Last week at Ericsson’s Innovation Day in Aachen, Germany, Room One launched a groundbreaking combination of VR and technology previously shown at Mobile World Congress to live-stream a surgery worldwide.
The 5G robotic arm and glove combination that first made waves in February 2017 was used in an examination of a virtual kidney, with video and audio from the procedure streamed in realtime to participants wearing VR headsets. Participants also wore haptic feedback pads that provided them with the simulation of tactile feedback that a surgeon performing the procedure would receive in the glove.
The technology means surgery students and doctors can watch and learn from operations, even if they are on the other side of the world.
VR enthusiasts and experts have long touted the immense potential for VR in education, particularly in the medical sector.

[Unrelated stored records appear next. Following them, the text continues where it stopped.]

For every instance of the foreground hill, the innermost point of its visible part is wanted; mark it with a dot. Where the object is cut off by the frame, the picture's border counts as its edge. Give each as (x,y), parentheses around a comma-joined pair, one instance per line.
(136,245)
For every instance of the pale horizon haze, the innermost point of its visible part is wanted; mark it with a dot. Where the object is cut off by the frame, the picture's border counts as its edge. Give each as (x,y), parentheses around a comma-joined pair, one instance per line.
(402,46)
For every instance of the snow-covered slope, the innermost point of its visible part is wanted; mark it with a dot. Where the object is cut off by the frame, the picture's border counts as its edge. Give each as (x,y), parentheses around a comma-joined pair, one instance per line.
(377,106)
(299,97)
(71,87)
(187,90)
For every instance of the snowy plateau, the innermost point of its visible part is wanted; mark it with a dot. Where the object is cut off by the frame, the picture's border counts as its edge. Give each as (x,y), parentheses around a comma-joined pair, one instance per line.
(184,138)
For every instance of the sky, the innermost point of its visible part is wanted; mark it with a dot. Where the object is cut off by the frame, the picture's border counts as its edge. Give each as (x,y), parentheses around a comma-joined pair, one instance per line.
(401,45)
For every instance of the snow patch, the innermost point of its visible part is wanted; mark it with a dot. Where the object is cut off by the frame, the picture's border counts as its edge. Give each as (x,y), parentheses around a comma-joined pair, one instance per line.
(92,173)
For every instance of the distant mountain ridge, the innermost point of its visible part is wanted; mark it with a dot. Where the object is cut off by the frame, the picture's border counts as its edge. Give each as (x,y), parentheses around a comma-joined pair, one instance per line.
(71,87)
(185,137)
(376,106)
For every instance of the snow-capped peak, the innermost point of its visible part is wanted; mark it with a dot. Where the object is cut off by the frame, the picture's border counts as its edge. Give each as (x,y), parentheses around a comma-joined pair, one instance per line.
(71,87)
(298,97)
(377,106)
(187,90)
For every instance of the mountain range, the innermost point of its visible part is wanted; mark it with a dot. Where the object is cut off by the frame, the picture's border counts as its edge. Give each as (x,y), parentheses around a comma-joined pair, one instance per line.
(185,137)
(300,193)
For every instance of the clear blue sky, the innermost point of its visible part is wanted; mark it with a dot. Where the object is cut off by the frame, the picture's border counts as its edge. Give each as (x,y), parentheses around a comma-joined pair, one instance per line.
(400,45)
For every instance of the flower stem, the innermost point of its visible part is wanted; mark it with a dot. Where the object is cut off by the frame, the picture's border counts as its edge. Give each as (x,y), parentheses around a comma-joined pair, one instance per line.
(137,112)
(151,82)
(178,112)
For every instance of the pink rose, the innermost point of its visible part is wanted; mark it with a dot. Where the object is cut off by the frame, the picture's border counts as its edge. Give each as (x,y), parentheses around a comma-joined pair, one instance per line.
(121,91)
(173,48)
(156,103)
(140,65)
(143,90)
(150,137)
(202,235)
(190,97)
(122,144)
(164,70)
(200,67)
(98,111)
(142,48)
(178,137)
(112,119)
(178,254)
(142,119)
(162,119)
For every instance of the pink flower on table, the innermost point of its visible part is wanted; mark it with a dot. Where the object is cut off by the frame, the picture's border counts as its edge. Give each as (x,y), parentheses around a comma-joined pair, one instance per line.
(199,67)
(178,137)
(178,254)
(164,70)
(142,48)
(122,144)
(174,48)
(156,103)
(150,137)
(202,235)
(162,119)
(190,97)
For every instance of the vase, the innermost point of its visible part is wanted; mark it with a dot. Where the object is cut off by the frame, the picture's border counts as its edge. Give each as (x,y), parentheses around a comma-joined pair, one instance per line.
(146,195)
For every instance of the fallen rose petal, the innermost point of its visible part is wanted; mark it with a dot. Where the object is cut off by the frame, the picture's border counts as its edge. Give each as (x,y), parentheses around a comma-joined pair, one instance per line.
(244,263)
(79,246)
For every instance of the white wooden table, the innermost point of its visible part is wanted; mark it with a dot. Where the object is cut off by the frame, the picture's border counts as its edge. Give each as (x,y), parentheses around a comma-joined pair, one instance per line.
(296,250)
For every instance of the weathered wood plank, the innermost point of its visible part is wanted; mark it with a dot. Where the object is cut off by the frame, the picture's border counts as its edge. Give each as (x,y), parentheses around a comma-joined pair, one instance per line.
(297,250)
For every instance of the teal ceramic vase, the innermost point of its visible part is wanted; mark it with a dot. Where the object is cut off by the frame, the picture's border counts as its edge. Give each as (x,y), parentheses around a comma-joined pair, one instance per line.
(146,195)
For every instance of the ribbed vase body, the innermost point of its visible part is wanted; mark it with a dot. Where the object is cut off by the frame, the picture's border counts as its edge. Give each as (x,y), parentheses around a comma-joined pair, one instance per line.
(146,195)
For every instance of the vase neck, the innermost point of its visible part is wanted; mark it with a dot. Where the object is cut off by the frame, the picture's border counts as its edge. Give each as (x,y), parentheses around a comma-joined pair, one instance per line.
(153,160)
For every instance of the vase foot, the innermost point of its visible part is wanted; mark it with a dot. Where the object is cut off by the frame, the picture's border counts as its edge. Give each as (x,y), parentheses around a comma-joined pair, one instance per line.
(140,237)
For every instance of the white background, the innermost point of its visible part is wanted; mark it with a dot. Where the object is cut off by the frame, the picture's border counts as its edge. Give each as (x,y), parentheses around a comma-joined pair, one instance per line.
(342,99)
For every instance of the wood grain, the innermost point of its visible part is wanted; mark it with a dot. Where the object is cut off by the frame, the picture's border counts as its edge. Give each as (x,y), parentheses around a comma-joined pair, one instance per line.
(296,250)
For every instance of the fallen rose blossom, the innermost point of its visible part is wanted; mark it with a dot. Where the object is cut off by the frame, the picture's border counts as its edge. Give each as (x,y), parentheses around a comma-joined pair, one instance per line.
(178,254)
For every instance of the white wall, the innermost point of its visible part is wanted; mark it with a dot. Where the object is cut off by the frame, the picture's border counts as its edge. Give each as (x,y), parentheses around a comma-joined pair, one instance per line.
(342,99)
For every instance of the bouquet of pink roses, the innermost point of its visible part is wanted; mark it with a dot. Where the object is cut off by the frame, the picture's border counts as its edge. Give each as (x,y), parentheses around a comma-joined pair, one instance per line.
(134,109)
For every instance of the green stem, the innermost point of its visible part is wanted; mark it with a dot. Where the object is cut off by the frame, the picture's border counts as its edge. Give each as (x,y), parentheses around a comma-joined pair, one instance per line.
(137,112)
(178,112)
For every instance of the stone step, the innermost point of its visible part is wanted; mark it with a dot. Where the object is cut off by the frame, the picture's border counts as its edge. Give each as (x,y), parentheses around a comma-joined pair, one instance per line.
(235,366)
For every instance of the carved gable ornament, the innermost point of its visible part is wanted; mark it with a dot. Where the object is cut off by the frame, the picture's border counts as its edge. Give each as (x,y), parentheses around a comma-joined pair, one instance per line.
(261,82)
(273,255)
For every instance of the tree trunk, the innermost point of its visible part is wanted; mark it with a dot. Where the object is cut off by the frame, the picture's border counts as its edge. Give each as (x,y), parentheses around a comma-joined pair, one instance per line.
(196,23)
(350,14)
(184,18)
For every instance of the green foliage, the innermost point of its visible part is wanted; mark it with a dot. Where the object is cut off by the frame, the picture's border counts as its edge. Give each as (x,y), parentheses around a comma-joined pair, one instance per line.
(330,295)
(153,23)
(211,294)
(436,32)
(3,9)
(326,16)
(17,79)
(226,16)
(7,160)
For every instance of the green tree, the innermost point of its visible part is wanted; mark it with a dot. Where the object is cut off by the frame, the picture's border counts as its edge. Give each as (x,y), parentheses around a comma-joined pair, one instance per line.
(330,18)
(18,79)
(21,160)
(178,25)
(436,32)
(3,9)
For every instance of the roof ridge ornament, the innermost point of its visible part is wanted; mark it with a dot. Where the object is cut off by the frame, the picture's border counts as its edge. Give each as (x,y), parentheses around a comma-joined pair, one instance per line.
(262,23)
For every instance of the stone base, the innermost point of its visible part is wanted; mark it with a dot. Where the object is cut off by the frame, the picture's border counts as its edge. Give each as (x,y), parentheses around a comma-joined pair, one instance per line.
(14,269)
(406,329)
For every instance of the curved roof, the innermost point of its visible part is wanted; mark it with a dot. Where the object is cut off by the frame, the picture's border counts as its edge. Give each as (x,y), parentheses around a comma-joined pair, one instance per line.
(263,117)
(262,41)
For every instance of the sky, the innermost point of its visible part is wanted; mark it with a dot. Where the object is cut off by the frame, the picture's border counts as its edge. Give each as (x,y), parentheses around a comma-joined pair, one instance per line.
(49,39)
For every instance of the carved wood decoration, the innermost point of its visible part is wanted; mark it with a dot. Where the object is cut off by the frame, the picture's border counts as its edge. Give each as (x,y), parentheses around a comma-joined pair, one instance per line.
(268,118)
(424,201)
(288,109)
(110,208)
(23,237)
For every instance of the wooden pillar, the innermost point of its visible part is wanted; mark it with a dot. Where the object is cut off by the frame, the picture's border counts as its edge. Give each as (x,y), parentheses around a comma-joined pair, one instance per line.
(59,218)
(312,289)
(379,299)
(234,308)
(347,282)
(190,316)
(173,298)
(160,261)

Room One is working to convert that potential into a daily reality.
“The connectivity revolution is bigger than the industrial revolution,” said Room One President Mahdi Yahya in a statement. “We are only at the start of what is possible. Remote surgery over the Internet; the creation of fully immersive virtual worlds; homes, cars, and phones that speak to each other instantly over the network. As creatives, designers and technologists, it is our duty to realise [sic] this future.”
Room One produced the demo in collaboration with Ericsson, BT, King’s College London (KCL), Ericsson, and OPTO. The 5G technology used to connect the robotic arm with the glove was developed by Ericsson, BT, and KCL. OPTO developed the headsets used by participants, while Room One designed the haptic feedback pads, programmed the digital kidney, and provided the live-stream technology used in the demonstration.
Room One hopes to recreate this success in more ambitious immersive projects.
“We were delighted to work with Ericsson, BT, KCL, and OPTO intimately on this project, said Room One COO Melissa Doré in a statement. “We have a number of additional exciting virtual reality projects in the pipeline, and hope to continue to work with technical and creative partners from a range of backgrounds to find innovative solutions to existing problems.”
To that end, Room One is currently working to develop a CGI version of the surgery to give medical students an opportunity to practice the procedure in a completely immersive environment.